Our experience (global b2b customers, heavily skewed to NA) is that SOC2 Type 2 is the most frequently requested/expected standard, and if you have that, not having ISO is very rarely a dealbreaker. Neither makes the security questionnaires go away; they continue to be mandatory, require expert input, and are a significant drain on time. However, having SOC2 and/or ISO does mean that you've already thought of the answers to the questions and you'll have a defensible position, backed up by a track record of independent audits, when your particular approach doesn't meet the "gold" standard implied by the questionnaire. (Edit: typo)
As a ton of engineers have transitioned to kube already. Like years ago, you have just made ramping up new engineers to your custom setup a pain point for scaling. But you probably already knew that. =)
We've been experimenting with Liftbridge at a range of scales and workloads, and clusters that are distributed across a single region perform very well. However, it's not really suitable for operating a cluster distributed across multiple regions because the latency adversely impacts the bandwidth of the Raft protocol that's used for cluster-wide coordination; this impacts the rate at which streams can be created, and the rate at which changes to In-Sync Replica sets (ISRs) can be propagated. As suggested, a federation of clusters, each covering a single region, would be required.

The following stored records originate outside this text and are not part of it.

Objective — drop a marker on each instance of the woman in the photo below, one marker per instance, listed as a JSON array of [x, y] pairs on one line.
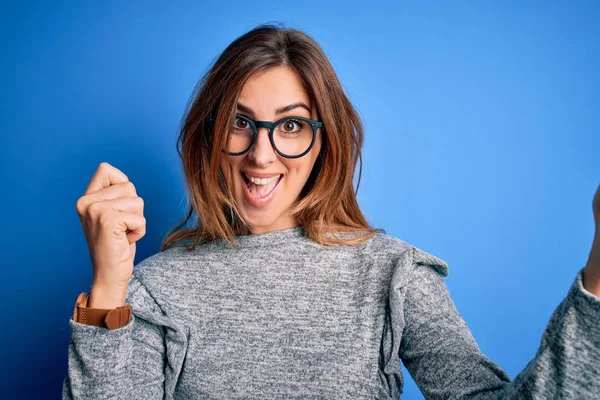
[[282, 289]]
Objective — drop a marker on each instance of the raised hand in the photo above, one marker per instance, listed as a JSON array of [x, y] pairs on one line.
[[112, 216]]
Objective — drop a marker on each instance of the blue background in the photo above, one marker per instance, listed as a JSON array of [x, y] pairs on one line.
[[482, 141]]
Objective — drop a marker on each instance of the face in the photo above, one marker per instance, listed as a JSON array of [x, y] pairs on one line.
[[265, 208]]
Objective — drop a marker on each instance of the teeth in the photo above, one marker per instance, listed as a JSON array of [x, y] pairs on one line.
[[261, 181]]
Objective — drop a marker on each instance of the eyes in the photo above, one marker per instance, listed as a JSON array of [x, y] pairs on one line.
[[287, 126]]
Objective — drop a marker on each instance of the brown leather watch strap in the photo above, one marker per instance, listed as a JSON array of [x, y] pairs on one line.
[[111, 319]]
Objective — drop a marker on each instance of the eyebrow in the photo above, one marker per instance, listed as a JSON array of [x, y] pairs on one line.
[[282, 110]]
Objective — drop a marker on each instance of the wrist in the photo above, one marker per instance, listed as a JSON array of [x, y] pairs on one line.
[[107, 297]]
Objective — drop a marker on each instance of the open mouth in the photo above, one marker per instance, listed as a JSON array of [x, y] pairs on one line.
[[261, 191]]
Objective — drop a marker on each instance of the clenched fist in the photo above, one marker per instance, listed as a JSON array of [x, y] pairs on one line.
[[112, 216]]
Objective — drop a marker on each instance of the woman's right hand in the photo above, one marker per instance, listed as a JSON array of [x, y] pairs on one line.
[[112, 216]]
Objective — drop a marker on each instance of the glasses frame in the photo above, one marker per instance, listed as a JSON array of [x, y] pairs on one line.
[[271, 126]]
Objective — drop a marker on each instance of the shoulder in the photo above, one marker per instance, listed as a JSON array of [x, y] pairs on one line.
[[404, 254], [161, 269]]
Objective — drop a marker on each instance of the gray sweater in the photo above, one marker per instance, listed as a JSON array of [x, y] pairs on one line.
[[282, 316]]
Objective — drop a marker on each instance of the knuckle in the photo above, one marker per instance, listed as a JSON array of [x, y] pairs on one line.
[[93, 210], [130, 187], [79, 206]]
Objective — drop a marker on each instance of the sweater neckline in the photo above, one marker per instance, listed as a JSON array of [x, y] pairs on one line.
[[271, 238]]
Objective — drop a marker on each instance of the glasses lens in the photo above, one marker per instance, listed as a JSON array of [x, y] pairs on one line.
[[292, 136], [240, 135]]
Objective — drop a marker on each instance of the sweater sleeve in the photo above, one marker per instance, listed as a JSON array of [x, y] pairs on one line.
[[137, 361], [443, 358]]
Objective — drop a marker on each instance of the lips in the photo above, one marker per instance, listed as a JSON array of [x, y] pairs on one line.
[[259, 201]]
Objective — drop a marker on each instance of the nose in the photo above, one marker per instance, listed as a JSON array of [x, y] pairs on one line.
[[262, 153]]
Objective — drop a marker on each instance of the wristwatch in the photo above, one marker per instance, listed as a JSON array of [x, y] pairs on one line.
[[111, 319]]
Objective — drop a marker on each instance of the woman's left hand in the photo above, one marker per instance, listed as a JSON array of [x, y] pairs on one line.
[[591, 272]]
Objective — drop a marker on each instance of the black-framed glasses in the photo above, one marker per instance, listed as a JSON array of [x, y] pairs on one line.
[[291, 137]]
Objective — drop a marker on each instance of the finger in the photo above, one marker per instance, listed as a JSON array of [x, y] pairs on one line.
[[127, 204], [112, 192], [105, 176], [136, 226]]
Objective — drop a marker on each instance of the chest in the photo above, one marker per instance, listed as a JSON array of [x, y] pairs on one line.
[[303, 331]]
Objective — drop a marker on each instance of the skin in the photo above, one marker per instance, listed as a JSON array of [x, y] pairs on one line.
[[591, 271], [279, 87], [263, 94]]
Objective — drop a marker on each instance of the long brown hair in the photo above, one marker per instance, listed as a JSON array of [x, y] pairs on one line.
[[327, 204]]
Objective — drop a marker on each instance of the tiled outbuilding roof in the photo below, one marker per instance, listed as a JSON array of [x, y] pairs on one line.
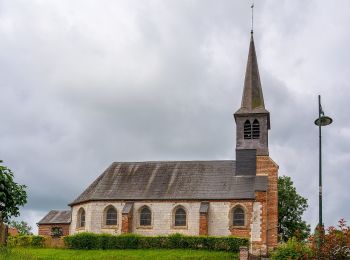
[[56, 217], [172, 180]]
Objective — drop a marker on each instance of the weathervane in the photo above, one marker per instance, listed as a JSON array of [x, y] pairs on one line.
[[252, 7]]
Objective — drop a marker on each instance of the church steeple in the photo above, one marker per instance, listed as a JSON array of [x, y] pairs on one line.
[[252, 119], [252, 99]]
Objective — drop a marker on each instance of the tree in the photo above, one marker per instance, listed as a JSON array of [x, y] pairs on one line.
[[291, 207], [22, 227], [12, 195]]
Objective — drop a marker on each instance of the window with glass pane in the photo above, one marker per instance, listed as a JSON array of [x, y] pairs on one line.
[[180, 217], [111, 216], [256, 129], [82, 218], [247, 130], [145, 217], [238, 217]]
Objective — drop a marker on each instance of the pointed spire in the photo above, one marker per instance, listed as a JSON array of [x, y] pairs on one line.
[[252, 99]]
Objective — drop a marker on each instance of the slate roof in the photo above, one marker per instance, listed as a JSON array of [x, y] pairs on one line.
[[56, 217], [172, 180]]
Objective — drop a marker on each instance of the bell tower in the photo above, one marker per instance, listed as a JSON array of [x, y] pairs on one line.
[[252, 119]]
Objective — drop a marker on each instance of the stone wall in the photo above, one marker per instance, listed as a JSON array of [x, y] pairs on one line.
[[219, 220], [45, 229], [267, 167]]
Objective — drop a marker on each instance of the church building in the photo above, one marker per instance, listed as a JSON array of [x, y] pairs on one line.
[[216, 198]]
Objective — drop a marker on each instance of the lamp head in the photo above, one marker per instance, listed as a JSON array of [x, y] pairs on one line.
[[323, 121]]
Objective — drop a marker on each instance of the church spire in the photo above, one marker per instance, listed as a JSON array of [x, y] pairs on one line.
[[252, 99], [252, 119]]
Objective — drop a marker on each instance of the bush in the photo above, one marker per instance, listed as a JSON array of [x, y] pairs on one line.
[[292, 249], [26, 241], [335, 242], [83, 241], [133, 241]]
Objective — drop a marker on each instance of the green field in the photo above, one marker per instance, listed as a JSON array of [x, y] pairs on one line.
[[48, 253]]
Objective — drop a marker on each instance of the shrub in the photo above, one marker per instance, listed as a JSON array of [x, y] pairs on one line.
[[37, 241], [129, 241], [292, 249], [83, 241], [335, 242]]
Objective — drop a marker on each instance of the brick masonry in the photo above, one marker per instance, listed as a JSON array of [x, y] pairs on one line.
[[203, 224], [45, 229], [126, 223], [261, 215], [266, 166]]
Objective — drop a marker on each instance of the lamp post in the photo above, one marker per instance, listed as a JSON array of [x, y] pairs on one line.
[[322, 120]]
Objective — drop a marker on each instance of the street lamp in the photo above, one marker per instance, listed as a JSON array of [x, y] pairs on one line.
[[322, 120]]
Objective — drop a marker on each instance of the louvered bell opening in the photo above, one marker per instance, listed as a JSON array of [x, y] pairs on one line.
[[247, 130], [256, 129]]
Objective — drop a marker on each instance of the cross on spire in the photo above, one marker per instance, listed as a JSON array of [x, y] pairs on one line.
[[252, 7]]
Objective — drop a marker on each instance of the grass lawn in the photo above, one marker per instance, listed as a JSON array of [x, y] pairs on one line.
[[48, 253]]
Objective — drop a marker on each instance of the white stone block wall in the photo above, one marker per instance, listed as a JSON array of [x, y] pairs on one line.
[[218, 219], [162, 218]]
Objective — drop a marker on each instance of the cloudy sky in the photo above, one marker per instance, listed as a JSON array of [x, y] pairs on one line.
[[85, 83]]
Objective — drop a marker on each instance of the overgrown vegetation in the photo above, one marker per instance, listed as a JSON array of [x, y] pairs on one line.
[[133, 241], [291, 207], [292, 249], [335, 242], [12, 195], [22, 227], [25, 241], [49, 253]]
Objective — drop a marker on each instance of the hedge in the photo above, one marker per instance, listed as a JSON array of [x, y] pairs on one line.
[[26, 241], [133, 241]]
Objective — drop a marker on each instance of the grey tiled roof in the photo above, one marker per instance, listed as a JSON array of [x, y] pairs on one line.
[[57, 217], [204, 207], [172, 180]]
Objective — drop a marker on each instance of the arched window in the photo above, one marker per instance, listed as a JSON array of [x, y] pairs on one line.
[[180, 217], [256, 129], [111, 216], [145, 216], [238, 216], [81, 218], [247, 130]]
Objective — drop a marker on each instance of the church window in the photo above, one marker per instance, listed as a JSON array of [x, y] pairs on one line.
[[256, 129], [81, 218], [111, 216], [56, 231], [180, 217], [247, 130], [145, 216], [238, 216]]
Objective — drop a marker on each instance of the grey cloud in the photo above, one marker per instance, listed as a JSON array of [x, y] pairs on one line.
[[83, 85]]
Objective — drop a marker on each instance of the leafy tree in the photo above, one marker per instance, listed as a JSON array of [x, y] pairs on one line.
[[12, 195], [291, 207], [22, 227], [335, 242]]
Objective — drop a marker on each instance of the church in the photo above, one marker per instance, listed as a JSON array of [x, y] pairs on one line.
[[216, 198]]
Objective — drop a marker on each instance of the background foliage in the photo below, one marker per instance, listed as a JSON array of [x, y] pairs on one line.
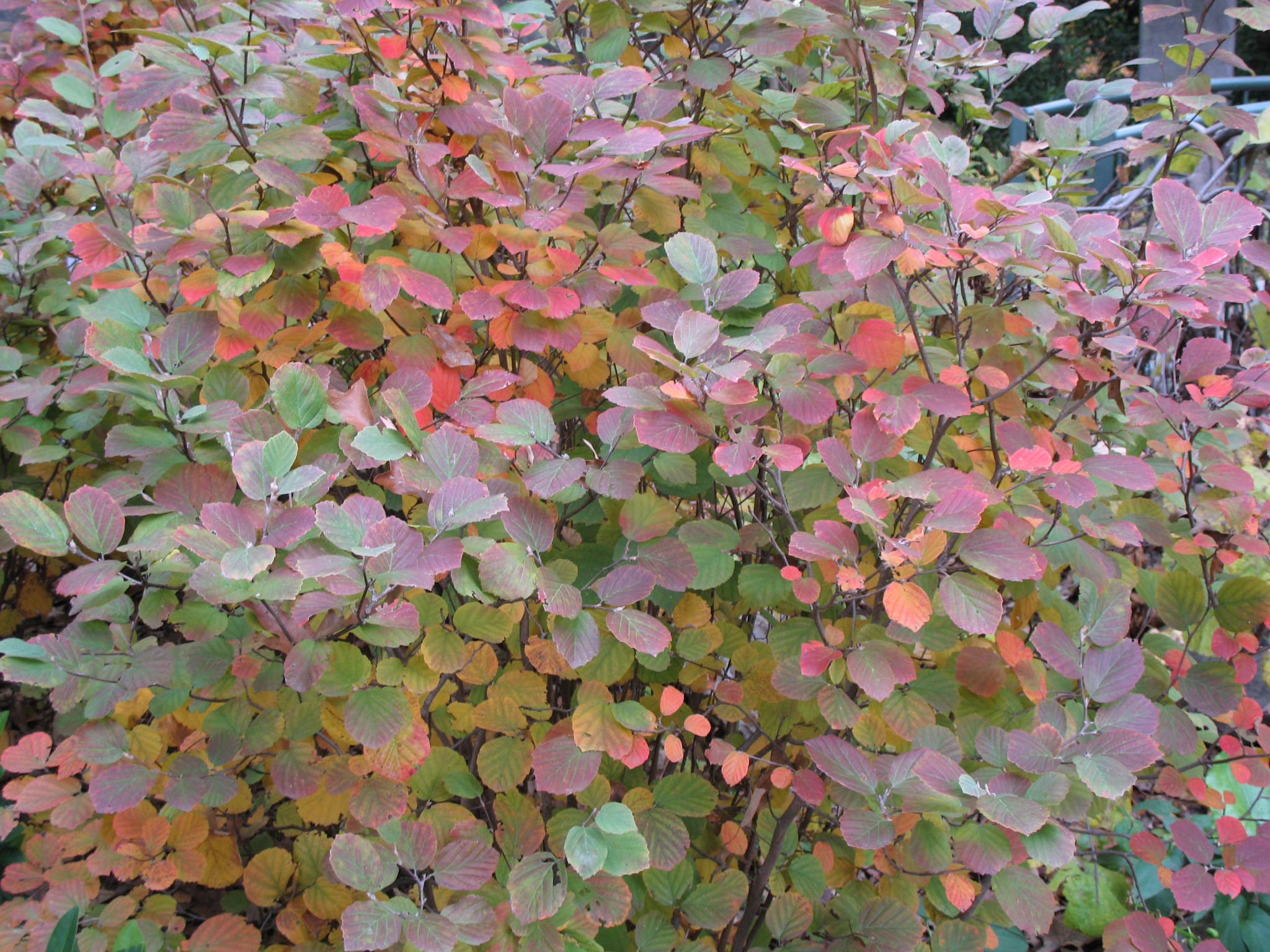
[[629, 475]]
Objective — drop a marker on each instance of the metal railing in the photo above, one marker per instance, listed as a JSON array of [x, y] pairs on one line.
[[1105, 169]]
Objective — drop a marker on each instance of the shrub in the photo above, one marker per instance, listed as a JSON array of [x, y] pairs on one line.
[[621, 477]]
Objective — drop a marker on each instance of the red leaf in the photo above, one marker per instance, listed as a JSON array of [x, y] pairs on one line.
[[1194, 889], [225, 933], [1179, 213], [322, 207], [907, 604], [380, 284], [29, 754], [376, 216]]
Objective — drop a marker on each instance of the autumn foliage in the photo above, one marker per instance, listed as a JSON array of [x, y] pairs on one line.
[[626, 475]]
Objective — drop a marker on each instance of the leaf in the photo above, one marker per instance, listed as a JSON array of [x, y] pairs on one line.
[[1194, 889], [1180, 599], [1210, 689], [843, 763], [888, 926], [1124, 471], [508, 571], [586, 851], [121, 787], [64, 937], [906, 603], [357, 863], [535, 889], [1014, 813], [866, 829], [33, 524], [224, 933], [561, 767], [1228, 218], [693, 257], [374, 716], [267, 876], [368, 924], [1242, 603], [1110, 673], [984, 848], [639, 630], [95, 518], [1001, 555], [464, 865], [299, 395], [1179, 211], [972, 604], [1104, 776], [685, 795], [1028, 902]]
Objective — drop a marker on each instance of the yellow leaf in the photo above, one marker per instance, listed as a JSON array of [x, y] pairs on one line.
[[128, 712], [189, 831], [327, 899], [146, 743], [224, 863], [499, 715], [658, 211], [267, 876], [323, 809]]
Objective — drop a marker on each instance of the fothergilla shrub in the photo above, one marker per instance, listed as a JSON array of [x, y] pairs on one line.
[[628, 475]]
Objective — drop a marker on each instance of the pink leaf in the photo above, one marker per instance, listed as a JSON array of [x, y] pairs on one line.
[[1179, 213], [322, 207], [1230, 218], [375, 216]]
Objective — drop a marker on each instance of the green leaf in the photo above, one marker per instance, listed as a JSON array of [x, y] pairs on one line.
[[1242, 603], [381, 444], [374, 716], [33, 524], [888, 926], [626, 853], [65, 935], [278, 455], [535, 890], [358, 865], [483, 622], [65, 32], [586, 850], [615, 818], [1025, 897], [685, 795], [1180, 599], [763, 586], [693, 257], [1096, 897], [299, 395]]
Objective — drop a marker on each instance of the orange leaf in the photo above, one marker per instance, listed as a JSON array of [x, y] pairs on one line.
[[907, 604], [673, 748], [959, 890], [735, 765], [672, 700], [696, 724], [225, 933]]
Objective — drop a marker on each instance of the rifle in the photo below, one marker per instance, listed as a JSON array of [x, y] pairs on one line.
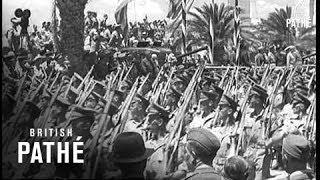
[[104, 119], [167, 84], [224, 76], [241, 123], [156, 81], [85, 79], [120, 123], [228, 86], [48, 110], [310, 119], [20, 86], [179, 119], [54, 81]]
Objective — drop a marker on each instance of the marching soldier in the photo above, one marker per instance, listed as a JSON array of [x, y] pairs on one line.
[[202, 147]]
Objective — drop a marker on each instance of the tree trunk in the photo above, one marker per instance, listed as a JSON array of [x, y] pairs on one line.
[[72, 32]]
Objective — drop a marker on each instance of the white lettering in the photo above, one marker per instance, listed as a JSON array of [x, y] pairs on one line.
[[36, 153], [21, 151], [48, 147], [61, 151]]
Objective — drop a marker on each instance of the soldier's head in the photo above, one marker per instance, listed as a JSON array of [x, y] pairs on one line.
[[202, 145], [208, 102], [258, 97], [227, 107], [131, 161], [81, 121], [173, 96], [91, 101], [237, 168], [138, 108], [300, 103], [180, 83], [158, 118], [295, 152]]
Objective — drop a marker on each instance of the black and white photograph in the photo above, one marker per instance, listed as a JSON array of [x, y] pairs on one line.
[[159, 89]]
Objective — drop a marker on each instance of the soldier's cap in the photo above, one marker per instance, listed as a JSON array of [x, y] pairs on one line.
[[156, 109], [236, 167], [46, 94], [208, 95], [119, 55], [182, 80], [144, 101], [33, 109], [253, 79], [174, 92], [120, 94], [18, 13], [9, 54], [62, 101], [137, 151], [207, 142], [303, 89], [209, 79], [299, 98], [226, 100], [113, 109], [296, 146], [218, 90], [83, 111], [260, 91]]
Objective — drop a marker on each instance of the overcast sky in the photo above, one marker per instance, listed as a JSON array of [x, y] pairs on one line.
[[154, 9]]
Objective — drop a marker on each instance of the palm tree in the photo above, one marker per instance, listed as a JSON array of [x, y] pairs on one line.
[[276, 25], [72, 31]]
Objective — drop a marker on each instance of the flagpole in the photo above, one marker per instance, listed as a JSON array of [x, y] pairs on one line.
[[184, 25], [211, 31], [236, 37]]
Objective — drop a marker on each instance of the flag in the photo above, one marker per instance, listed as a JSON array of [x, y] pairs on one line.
[[5, 69], [211, 31], [184, 24], [121, 16], [18, 68]]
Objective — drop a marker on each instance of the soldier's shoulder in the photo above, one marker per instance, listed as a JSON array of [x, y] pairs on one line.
[[206, 173]]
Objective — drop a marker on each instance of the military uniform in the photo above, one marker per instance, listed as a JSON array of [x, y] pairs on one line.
[[203, 172]]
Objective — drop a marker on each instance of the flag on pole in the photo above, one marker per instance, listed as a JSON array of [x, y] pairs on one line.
[[184, 24], [211, 31], [121, 16], [236, 35]]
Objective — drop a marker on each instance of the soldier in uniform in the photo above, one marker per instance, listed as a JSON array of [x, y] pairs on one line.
[[202, 147], [295, 155], [131, 162], [237, 168]]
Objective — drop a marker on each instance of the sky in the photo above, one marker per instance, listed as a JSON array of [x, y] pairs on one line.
[[137, 10]]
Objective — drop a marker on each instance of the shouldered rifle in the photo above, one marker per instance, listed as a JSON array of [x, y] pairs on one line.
[[179, 118], [85, 79], [16, 96], [310, 118], [48, 110], [226, 89], [167, 84], [242, 113], [156, 81], [224, 77], [102, 120], [120, 123], [54, 81]]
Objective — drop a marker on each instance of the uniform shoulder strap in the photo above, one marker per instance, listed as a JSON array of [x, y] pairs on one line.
[[301, 174]]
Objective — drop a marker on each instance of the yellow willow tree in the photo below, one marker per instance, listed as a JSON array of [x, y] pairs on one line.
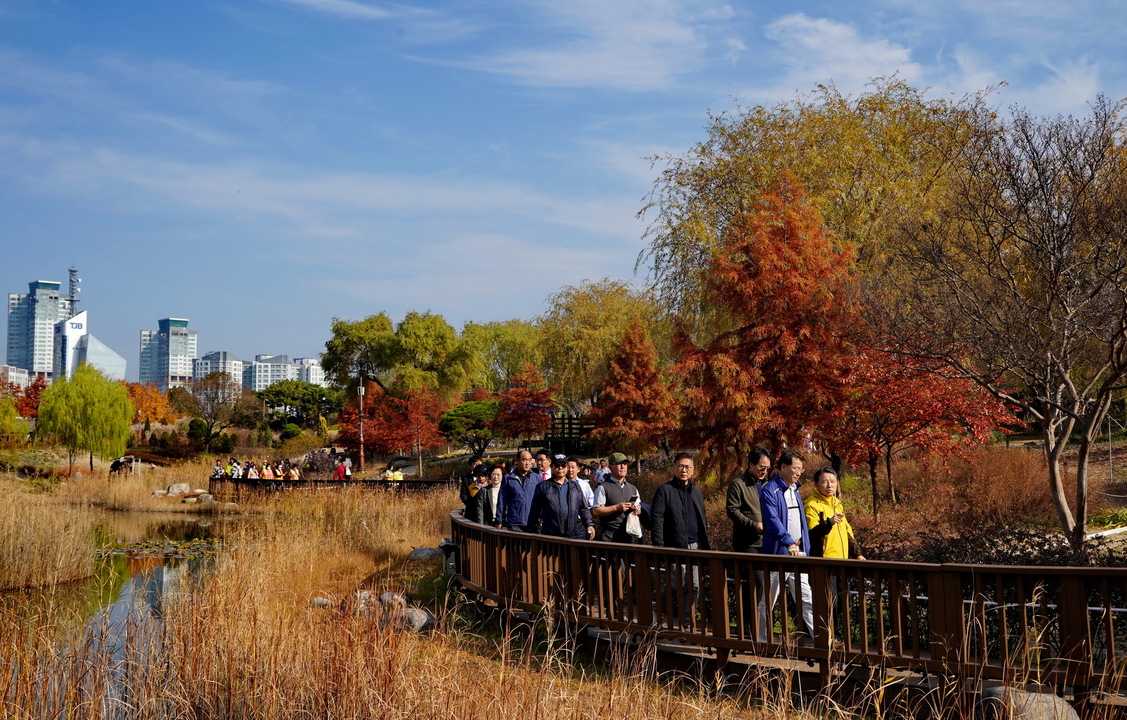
[[580, 329], [87, 412], [862, 162]]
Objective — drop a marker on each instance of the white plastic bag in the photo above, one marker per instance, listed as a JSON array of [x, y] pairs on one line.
[[633, 525]]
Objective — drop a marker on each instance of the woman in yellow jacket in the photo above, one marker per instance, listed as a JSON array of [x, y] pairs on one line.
[[831, 534]]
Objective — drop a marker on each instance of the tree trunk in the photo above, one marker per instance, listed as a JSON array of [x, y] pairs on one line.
[[1054, 450], [888, 473], [873, 459]]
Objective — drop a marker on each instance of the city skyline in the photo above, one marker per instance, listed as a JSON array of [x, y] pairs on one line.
[[264, 167]]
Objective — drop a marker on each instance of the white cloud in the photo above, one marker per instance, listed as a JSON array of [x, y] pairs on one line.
[[328, 205], [343, 8], [818, 50], [626, 45]]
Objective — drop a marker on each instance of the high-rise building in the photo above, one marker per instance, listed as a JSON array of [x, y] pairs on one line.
[[167, 354], [219, 362], [32, 319], [74, 345], [267, 370], [309, 370]]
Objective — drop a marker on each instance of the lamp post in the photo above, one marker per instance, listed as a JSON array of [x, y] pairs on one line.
[[360, 391]]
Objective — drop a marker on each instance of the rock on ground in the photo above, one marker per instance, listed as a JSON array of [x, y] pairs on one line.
[[424, 553], [414, 620], [1010, 703]]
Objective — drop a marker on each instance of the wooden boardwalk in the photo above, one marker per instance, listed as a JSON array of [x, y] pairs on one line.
[[1064, 627]]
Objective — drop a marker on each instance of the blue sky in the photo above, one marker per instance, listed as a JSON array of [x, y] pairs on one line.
[[263, 166]]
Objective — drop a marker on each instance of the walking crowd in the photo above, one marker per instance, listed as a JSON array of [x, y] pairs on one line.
[[250, 470], [556, 495]]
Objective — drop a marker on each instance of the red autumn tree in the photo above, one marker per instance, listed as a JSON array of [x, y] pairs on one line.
[[636, 410], [384, 426], [393, 425], [781, 360], [27, 399], [526, 407], [149, 402], [422, 411], [895, 405]]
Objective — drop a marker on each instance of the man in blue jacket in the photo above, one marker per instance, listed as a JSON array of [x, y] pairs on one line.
[[786, 533], [515, 497], [558, 507]]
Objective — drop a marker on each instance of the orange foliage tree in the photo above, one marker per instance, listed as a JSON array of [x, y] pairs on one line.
[[636, 410], [150, 403], [783, 361], [526, 407], [26, 399], [895, 405], [392, 424]]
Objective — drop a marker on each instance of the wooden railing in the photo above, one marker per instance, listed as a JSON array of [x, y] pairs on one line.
[[1061, 625]]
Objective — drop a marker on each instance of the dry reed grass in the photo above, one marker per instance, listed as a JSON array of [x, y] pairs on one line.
[[42, 542], [241, 641]]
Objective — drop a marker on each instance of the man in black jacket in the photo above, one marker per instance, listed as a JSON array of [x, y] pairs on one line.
[[679, 522]]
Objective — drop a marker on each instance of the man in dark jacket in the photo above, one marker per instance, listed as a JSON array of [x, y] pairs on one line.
[[679, 522], [743, 503], [515, 498], [743, 509], [614, 500], [558, 507]]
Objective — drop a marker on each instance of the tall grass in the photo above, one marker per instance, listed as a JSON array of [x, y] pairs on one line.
[[42, 542], [240, 640]]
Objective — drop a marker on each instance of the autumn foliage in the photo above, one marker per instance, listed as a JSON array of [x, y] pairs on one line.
[[150, 403], [526, 407], [898, 403], [393, 424], [26, 399], [783, 364], [636, 410]]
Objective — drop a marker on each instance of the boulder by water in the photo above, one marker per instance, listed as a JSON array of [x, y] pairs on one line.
[[424, 553], [395, 601], [413, 620], [1010, 703]]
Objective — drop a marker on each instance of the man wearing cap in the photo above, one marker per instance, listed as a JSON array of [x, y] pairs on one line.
[[614, 500], [470, 490], [573, 473], [515, 498], [558, 507], [603, 470]]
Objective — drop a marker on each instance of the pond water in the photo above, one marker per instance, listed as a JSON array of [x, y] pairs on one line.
[[111, 618], [132, 549]]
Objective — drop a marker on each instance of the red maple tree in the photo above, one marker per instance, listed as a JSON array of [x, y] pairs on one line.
[[526, 407], [896, 403], [782, 360], [393, 425], [422, 412], [636, 410]]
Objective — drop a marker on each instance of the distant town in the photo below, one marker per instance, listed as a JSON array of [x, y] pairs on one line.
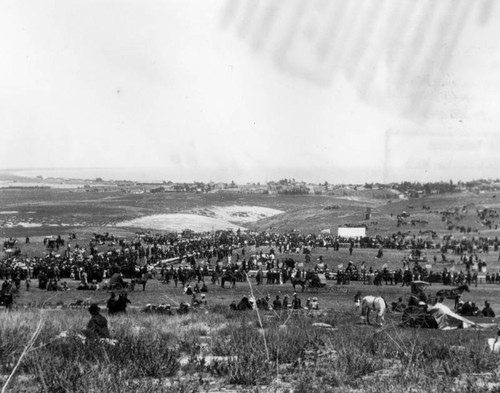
[[401, 190]]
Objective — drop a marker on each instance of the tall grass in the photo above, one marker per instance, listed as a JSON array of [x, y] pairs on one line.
[[298, 355]]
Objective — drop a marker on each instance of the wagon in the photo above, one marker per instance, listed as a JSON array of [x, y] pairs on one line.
[[416, 315]]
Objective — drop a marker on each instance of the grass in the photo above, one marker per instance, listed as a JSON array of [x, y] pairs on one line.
[[152, 349], [303, 358]]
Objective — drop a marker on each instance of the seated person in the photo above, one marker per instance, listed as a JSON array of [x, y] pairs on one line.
[[398, 306], [194, 301], [466, 309], [97, 327], [277, 303], [488, 311]]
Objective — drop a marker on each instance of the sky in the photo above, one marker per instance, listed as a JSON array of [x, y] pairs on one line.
[[252, 90]]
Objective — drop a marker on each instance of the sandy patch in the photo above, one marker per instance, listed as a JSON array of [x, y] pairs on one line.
[[178, 222], [239, 214]]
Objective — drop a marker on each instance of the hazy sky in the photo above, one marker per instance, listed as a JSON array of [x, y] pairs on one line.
[[248, 90]]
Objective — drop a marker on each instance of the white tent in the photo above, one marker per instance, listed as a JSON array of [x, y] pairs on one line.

I can't speak for NATS streaming or Akka but it does look like liftbridge can fit that niche very well, depending on what features and semantics you need. Your services that publish can be assured that a message has been persisted to a quorum of replicas (strictly, the in-sync replicas) before receiving an acknowledgement, so you are able to assure that all onward processing to your downstream services occurs at least once for all acknowledged messages.
If you require fanout to your stream consumers then this is supported simply by having multiple consumers subscribe to each stream. If you require a competing consumers model then this isn't directly supported, but you can have load-balance groups which you could use to achieve something similar, but with a static configuration - that is, your consumer population can't resize dynamically, but you can distribute messages to a fixed set of streams, each of which has a consumer.
liftbridge doesn't yet support durable consumer-offset checkpointing, although this is advertised as being on the roadmap. In the meantime, if you wanted the consumer offset to survive consumer restarts, then the consumer itself would need to take care of persisting its current offset.
This is correct. Also, I'm planning to introduce a mode that runs NATS "embedded" within the Liftbridge server, such that NATS basically becomes an implementation detail of Liftbridge.
Re: consumer-offset checkpointing, this will be implemented in the form of consumer groups, similar to how Kafka works where a consumer group checkpoints its position in the log by writing it to the log itself.